Matthias Ruffert ist Inhaber und Geschäftsführer einer Marketingagentur für die Immobilienwirtschaft. Er lebt die Arbeit aus der Ferne. Sein Büro trägt er stets in Form eines Rucksacks mit Laptop bei sich. Im AIZ-
Interview erzählt er von seiner abenteuerlichen Arbeit aus Australien.

 

Herr Ruffert, Sie reisen viel und arbeiten von unterwegs.

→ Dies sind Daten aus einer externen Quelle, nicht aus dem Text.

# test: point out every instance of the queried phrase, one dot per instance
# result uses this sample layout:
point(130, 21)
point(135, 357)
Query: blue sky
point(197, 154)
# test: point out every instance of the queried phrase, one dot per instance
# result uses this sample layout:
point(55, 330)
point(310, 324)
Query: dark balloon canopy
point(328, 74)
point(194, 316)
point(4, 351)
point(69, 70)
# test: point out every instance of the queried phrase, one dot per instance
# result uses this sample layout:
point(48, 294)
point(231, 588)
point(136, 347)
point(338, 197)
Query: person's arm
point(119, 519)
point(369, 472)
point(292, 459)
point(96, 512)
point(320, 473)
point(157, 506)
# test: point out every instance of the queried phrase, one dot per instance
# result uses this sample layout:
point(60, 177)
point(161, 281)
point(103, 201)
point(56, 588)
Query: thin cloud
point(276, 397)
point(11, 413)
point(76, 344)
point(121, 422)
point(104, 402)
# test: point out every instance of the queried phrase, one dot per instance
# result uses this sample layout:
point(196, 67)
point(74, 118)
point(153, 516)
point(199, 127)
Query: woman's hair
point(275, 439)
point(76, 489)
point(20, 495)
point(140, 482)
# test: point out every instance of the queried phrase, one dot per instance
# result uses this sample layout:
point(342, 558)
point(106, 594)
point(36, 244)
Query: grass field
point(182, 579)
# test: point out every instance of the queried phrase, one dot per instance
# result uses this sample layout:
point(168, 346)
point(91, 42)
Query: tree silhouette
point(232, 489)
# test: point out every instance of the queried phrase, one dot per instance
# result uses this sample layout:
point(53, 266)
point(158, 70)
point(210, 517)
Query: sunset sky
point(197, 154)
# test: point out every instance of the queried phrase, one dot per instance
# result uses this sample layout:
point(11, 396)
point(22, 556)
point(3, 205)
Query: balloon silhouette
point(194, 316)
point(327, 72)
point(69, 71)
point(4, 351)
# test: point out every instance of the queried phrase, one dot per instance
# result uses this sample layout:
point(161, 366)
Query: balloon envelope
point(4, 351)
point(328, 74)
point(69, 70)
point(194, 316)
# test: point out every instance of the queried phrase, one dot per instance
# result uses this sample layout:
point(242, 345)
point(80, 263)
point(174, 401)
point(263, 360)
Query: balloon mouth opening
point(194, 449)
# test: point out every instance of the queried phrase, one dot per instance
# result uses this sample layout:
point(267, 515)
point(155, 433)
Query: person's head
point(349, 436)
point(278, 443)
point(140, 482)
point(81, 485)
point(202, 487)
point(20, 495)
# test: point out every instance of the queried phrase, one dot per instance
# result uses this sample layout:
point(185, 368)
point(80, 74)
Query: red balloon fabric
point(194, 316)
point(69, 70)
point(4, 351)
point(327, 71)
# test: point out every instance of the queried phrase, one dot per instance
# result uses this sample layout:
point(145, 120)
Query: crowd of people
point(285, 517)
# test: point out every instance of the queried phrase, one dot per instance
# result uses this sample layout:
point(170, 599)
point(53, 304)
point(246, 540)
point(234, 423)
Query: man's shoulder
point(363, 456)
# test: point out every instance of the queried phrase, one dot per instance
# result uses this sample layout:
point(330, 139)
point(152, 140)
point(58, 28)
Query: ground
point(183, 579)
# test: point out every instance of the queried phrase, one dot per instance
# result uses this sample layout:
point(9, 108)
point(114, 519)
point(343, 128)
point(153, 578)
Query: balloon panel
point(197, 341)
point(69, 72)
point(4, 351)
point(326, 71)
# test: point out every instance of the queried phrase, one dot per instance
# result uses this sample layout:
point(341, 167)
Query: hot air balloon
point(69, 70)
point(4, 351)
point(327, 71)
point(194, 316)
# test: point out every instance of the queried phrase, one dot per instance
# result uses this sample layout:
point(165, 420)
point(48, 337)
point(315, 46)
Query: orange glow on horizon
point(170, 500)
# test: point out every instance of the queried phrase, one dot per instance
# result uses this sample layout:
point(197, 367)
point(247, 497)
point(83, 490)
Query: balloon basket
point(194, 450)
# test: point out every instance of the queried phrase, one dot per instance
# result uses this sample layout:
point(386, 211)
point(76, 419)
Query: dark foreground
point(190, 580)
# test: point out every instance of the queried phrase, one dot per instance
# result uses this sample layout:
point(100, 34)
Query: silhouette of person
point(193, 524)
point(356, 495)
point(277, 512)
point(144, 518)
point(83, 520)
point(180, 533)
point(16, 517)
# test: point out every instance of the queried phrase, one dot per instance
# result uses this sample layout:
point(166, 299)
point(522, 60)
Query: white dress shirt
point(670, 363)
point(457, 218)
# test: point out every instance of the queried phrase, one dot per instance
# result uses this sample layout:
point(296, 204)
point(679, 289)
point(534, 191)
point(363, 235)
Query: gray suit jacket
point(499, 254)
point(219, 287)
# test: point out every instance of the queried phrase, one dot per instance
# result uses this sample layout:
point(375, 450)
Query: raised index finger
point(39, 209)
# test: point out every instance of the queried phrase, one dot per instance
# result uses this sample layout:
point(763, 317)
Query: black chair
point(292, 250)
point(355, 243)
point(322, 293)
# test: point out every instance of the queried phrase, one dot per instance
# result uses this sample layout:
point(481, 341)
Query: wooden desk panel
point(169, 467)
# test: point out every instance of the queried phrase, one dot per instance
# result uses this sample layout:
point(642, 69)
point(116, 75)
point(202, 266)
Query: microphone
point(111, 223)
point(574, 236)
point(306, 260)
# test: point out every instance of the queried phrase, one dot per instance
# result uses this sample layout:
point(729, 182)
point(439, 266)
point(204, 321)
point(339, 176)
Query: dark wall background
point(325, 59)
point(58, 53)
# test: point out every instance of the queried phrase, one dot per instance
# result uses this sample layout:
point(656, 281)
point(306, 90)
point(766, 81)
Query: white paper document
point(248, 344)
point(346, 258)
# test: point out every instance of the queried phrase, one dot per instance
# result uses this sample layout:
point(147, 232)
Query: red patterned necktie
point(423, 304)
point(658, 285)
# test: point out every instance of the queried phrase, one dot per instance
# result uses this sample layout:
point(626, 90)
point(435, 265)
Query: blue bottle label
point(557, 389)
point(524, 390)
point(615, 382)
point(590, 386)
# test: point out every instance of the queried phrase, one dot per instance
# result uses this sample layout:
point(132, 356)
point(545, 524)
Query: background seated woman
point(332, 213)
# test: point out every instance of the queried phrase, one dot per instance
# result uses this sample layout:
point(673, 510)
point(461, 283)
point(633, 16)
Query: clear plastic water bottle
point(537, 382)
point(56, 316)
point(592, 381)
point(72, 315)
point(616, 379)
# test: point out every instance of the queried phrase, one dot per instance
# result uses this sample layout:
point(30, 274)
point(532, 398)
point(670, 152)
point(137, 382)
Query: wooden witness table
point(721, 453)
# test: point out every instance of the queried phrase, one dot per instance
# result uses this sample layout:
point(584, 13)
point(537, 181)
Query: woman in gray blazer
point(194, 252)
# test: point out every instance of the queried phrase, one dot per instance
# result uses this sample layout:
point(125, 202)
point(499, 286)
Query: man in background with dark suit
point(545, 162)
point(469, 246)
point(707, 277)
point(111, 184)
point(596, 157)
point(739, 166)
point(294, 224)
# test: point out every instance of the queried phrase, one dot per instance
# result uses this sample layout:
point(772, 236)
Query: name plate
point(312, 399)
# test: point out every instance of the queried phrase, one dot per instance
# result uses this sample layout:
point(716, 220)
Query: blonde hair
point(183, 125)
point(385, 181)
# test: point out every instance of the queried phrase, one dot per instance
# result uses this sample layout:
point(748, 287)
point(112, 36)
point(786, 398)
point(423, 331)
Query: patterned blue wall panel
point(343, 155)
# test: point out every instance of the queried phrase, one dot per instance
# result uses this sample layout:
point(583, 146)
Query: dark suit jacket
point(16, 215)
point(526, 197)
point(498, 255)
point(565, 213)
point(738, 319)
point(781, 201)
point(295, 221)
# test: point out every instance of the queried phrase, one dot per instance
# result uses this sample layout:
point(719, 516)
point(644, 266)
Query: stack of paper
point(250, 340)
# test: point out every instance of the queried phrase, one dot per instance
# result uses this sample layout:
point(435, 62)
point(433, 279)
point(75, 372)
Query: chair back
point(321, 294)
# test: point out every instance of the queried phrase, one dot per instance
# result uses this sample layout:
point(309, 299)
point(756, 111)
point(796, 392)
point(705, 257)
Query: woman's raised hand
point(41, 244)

Jetzt waren Sie mehrere Monate in Australien. Was erlebt man so, wenn man die meiste Zeit aus der Ferne arbeitet?

 

Es gibt häufig Ablenkungen, weil es so viele schöne Momente gibt. Das macht die Arbeit viel angenehmer. Sei es eine schöne Aussicht, eine schöne Landschaft, seien es Tiere oder zehn Rettungsschwimmer, die ins Meer rennen für eine Übung oder Vögel, die über den Tisch laufen und versuchen, dir dein Essen zu klauen. Um so zu arbeiten, benötigt man allerdings Struktur und Disziplin. Aber die Digitalisierung macht es möglich, so zu arbeiten.

 

Wie kam es überhaupt dazu, dass Sie in Australien waren?

 

Ich reise jedes Jahr fünf bis sieben Monate und arbeite von unterwegs. Als ab Januar absehbar war, was aus China auf uns zukommt, habe ich mir drei Kriterien überlegt, die erfüllt sein müssen von meinem diesjährigen Reiseziel. Das erste Kriterium war: so weit wie möglich weg. Das zweite war: das Land muss ein gutes Gesundheitssystem haben. Und das dritte war: es muss ein Land sein, das ich noch nicht kenne.

 

Warum können Sie überhaupt über Remote, also aus der Ferne arbeiten?

 

Ich bin ja Gründer und Inhaber von einem Unternehmen, das grundsätzlich schon zu 100 Prozent digital ist. Das ist die Grundvoraussetzung. Aber im Endeffekt ist es so, dass ich mein Leben so aufbaue und gestalte, dass ich meine Ziele über einzelne Schritte erreiche. Ich mache eine Analyse, ein Konzept und dann folgt die konsequente Umsetzung. Und so habe ich von Anfang an die Firma aufgebaut, dass ich von überall arbeiten kann. Und Corona hat jetzt gezeigt, dass dieser Weg richtig war.

 

Welche Vor- und Nachteile hat denn das Arbeiten in der Ferne?

 

Da muss ich ganz klar sagen, dass es nicht für jeden etwas ist. Einige Freunde, Verwandte und Bekannte haben mir gesagt, dass sie Familie und Freunde vermissen würden. Die Vorteile sind natürlich, dass man unabhängig und flexibel ist.

 

Welche Tipps würden Sie anderen geben die auch so flexibel arbeiten möchten?

 

Man kann nicht von heute auf morgen seine Arbeitsweise umstellen. Aber wenn man in einer Branche tätig ist, die digital funktioniert, dann braucht man das richtige Equipment und die richtige Einstellung. Man muss das richtig planen und vorbereiten. Man muss bereit sein, Risiken einzugehen. Und man sollte sich Alternativrouten überlegen. Man muss auch mit Rückschritten und Fehlschlägen umgehen können. Und man muss das richtige Produkt haben, dass man also auch das nötige Einkommen hat. Man sollte auch keine Kompromisse machen und nicht abwarten. Man muss es einfach nur machen.